2.3. Training Method

The hyperparameters to train the model are as follows: Nesterov momentum Adam [23] was employed as the optimizer. The dropout and learning rates were set to

0.2

and

10^{- 3}

, respectively. The learning rate scheduler was also employed for training. Particularly, we trained the neural network model with the same learning rate until 30 epochs. Subsequently, cosine annealing scheduling was utilized [24]. This starts with a relatively large learning rate and is dropped rapidly to the predefined minimum value. Here, the maximum and minimum learning rates were

10^{- 3}

and

10^{- 4}

, respectively.

Furthermore, the SpecAugment data augmentation method, widely used in speech processing, was employed [25]. Two types of masking were applied in SpecAugment: frequency and time masking. In frequency masking, consecutive frequencies of a spectrogram are randomly masked. Time masking is similar to frequency masking; however, consecutive time frames of a spectrogram are randomly masked. The spectrogram with two masking applied is shown in Figure 3. SpecAugment was randomly applied to each batch of input data. Time masking could be applied to the entire sequence, with a width of 8 frames, masking roughly 0.02 s of time information per batch. Frequency masking is also applied to the entire sequence, with 8 mel-bins masked out of a total of 64 mel-bins.

3. Performance Evaluations

Model performance was measured only on a limited number of real data in the development dataset. In addition, it was evaluated according to the SELD evaluation metrics used in the DCASE challenge; error rate, F1-score, localization error, and localization recall [19]. Here, error rate and F1-score were utilized as evaluation metrics for SED, and localization error (

{L E}_{C D}

) and localization recall (

{L R}_{C D}

) were used as DOA evaluation metrics, respectively. The error rate was determined using the number of errors in terms of insertions (I), deletions (D), substitutions (S), and reference events (N), and it is represented as

E R = \frac{D + I + S}{N} .

(3)

The F1-score was calculated over all test data based on the total number of false positives (FP), false negatives (FN), and true positives (TP). The F1-score is expressed as

P = \frac{T P}{T P + F P}, R = \frac{T P}{T P + F N}, F = \frac{2 P R}{P + R},

(4)

where P and R are the mean precision and recall, respectively.

Class-dependent localization metrics are calculated based on class-aware localization. The class-aware localizations

{L E}_{C}

and

{L R}_{C}

are computed only between predictions and references of class c.

{L E}_{C}

and

{L R}_{C}

are defined as

{L E}_{c} = \frac{{| | A_{c} ⨀ D_{c} | |}_{1}}{{| | A_{c} | |}_{1}},

(5)

{L R}_{c} = \frac{\sum_{l} {| | A_{c}^{(l)} | |}_{1}}{\sum_{l} N_{c}^{(l)}},

(6)

where

A_{c}

,

D_{c}

, and

N_{c}

indicate the association matrix, distance matrix, and references, respectively.

c \in [1, \dots, C]

represents the class index, and

l = 1, \dots, L

represents temporal frame outputs or some other preferred averaged segmental representation. Using the calculated

L E_{c}

and

L R_{c}

, the overall class-dependent

L E_{C D}

and

L R_{C D}

are determined as the class means as follows

{L E}_{C D} = \frac{1}{C \cdot L} \sum_{c} \sum_{l} {L E}_{c}^{(l)},

(7)

{L R}_{C D} = \frac{1}{C} \sum_{c} {L R}_{c} .

(8)

The SELD score is not included in the ranking calculation, but it is used as a performance metric to assess overall performance during model training. The SELD score is calculated by averaging four metrics: error rate, F1-score, localization error, and localization recall. The SELD score is calculated as follows:

S E L D s c o r e = \frac{E r r o r r a t e + (1 - F 1) + L E + L R}{4} .

(9)

The resulting value ranges from 0 to 1, with better model performance resulting in values closer to 0.

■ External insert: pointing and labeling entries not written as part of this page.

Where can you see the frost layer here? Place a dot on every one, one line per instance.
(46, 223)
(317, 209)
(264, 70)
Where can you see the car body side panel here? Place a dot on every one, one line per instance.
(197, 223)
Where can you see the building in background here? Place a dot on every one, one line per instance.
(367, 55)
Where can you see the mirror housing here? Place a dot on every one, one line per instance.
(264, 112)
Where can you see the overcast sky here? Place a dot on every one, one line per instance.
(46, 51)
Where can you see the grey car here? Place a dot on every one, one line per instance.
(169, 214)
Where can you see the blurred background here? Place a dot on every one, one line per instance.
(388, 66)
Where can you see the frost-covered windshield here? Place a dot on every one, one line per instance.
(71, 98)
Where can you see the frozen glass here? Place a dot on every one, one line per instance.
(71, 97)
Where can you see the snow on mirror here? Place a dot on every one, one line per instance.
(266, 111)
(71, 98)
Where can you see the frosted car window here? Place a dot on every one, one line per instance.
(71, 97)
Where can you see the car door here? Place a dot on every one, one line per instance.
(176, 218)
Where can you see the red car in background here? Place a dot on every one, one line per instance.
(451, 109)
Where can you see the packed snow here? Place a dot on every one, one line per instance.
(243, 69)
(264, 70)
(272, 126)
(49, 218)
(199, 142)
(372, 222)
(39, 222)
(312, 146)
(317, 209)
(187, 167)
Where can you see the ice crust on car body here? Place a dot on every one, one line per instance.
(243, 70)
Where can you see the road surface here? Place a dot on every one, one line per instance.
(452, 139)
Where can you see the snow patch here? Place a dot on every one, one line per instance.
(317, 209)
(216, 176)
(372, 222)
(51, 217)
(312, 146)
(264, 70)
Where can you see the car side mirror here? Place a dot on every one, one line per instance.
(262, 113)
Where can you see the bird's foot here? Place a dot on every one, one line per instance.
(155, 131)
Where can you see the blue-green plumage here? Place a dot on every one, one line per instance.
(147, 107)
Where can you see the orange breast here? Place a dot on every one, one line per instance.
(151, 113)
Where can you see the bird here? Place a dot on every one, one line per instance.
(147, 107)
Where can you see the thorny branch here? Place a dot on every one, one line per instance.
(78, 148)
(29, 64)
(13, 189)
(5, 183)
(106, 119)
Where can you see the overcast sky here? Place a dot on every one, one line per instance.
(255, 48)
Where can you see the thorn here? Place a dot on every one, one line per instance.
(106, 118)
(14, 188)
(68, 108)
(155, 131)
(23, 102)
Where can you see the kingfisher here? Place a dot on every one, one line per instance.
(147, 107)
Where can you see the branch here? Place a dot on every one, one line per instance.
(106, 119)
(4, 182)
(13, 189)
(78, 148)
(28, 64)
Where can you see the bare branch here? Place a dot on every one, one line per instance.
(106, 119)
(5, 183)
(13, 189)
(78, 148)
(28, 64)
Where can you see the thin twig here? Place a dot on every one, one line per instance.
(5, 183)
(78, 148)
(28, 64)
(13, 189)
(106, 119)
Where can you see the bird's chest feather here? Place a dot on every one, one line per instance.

The performance between models follows the DCASE ranking system. Sort in ascending order based on the cumulative rank of the four metrics. For example, if model A is ranked as error rate: 1, F1-score: 1, localization error: 3, localization recall: 1, then the cumulative rank is 1 + 1 + 3 + 1 = 5. If the individual ranks of model B are error rate: 2, F1-score: 3, localization error: 1, localization recall: 2, the cumulative rank is 8. As a result, the overall ranking is A, B.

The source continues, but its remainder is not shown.